8. Esta conclusão será, desde logo, perfilhada por quem - na linha da solução adoptada pelo Parecer nº 6/77 da Comissão Constitucional (publicado in Pareceres da Comissão Constitucional, 1º volume, págs. 101 e seguintes) e da tese propugnada pelo Exmº. Procurador-Geral Adjunto nas suas alegações - entenda que não constitui verdadeira inovação legislativa 'o simples preenchimento e concretização das cláusulas abertas e conceitos indeterminados usados pelo Estatuto dos Tribunais Administrativos e Fiscais e pelo Código de Processo Tributário (em estrita consonância com o que estava já presente no Código de Processo das Contribuições e Impostos) na determinação da competência executiva dos tribunais tributários de 1ª instância' (conclusão 3ª das alegações da entidade recorrente), sendo perfeitamente lícito ao legislador governamental determinar que a cobrança coerciva de créditos de que seja titular um instituto público se integre na competência dos tribunais fiscais, equiparando tal tipo de créditos aos créditos do Estado (cfr. art. 62º, nº 1, alínea c), do Estatuto dos Tribunais Administrativos e Fiscais, Decreto-Lei nº 129/84, de 27 de Abril; cfr. ainda arts. 1º, 9º e 233º, nº 2, alínea b) e c), do Código de Processo Tributário).

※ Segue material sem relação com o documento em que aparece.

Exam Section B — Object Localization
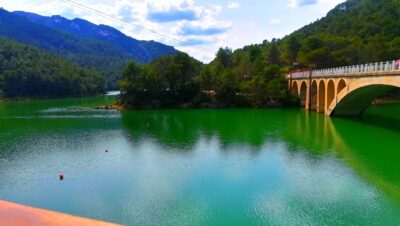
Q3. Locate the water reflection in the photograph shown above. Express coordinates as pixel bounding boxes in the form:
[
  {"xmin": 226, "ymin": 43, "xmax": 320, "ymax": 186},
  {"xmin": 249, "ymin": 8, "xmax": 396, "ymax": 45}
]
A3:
[
  {"xmin": 0, "ymin": 100, "xmax": 400, "ymax": 225},
  {"xmin": 121, "ymin": 109, "xmax": 400, "ymax": 204}
]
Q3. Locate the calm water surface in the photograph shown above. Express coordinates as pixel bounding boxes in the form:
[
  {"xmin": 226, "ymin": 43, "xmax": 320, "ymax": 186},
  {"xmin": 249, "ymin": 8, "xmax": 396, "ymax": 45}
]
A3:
[{"xmin": 0, "ymin": 96, "xmax": 400, "ymax": 225}]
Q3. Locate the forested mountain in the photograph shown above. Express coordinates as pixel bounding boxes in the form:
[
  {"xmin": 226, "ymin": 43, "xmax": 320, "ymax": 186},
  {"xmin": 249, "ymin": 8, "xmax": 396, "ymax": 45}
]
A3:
[
  {"xmin": 14, "ymin": 11, "xmax": 177, "ymax": 63},
  {"xmin": 279, "ymin": 0, "xmax": 400, "ymax": 68},
  {"xmin": 0, "ymin": 38, "xmax": 105, "ymax": 98},
  {"xmin": 0, "ymin": 9, "xmax": 177, "ymax": 89},
  {"xmin": 121, "ymin": 0, "xmax": 400, "ymax": 107}
]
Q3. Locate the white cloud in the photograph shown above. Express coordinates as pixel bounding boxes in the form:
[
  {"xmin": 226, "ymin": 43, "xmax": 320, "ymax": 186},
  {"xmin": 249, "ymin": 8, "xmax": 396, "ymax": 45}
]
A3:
[
  {"xmin": 228, "ymin": 2, "xmax": 241, "ymax": 9},
  {"xmin": 289, "ymin": 0, "xmax": 319, "ymax": 7},
  {"xmin": 269, "ymin": 18, "xmax": 282, "ymax": 24}
]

9. Mas idêntica conclusão será ainda partilhada por quem adopte uma interpretação mais exigente do disposto na alínea q) do nº 1 do art. 168º da Constituição, à semelhança do que se fez no citado acórdão nº 268/97.

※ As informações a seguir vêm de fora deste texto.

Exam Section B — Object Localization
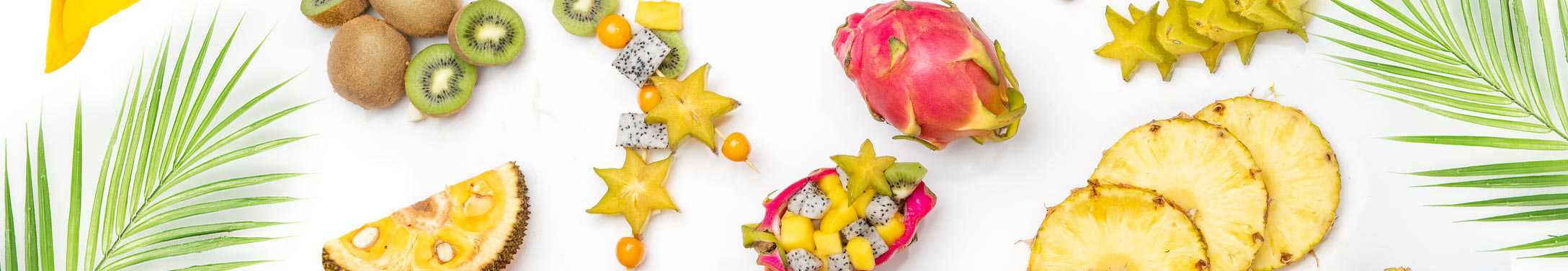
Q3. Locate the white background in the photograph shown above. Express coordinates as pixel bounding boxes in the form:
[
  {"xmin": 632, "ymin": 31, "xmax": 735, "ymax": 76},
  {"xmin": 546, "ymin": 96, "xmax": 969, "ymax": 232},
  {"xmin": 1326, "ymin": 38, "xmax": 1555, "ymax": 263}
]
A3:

De facto, neste aresto partiu-se do entendimento de que a medida legislativa constante da norma desaplicada '- para além de mandar observar o processo de execução fiscal para a cobrança coerciva da taxa da peste suína africana e da taxa de comercialização, devidas ao IROMA - havia transferido para os tribunais fiscais uma competência que, então, era dos tribunais judiciais':
'O Governo tem, assim, que estar munido de autorização legislativa para editar normas que alterem a distribuição de competências entre tribunais pertencentes a ordens judiciais diferentes, uma vez que só desse modo ele pode legislar sobre matérias da competência legislativa parlamentar delegável.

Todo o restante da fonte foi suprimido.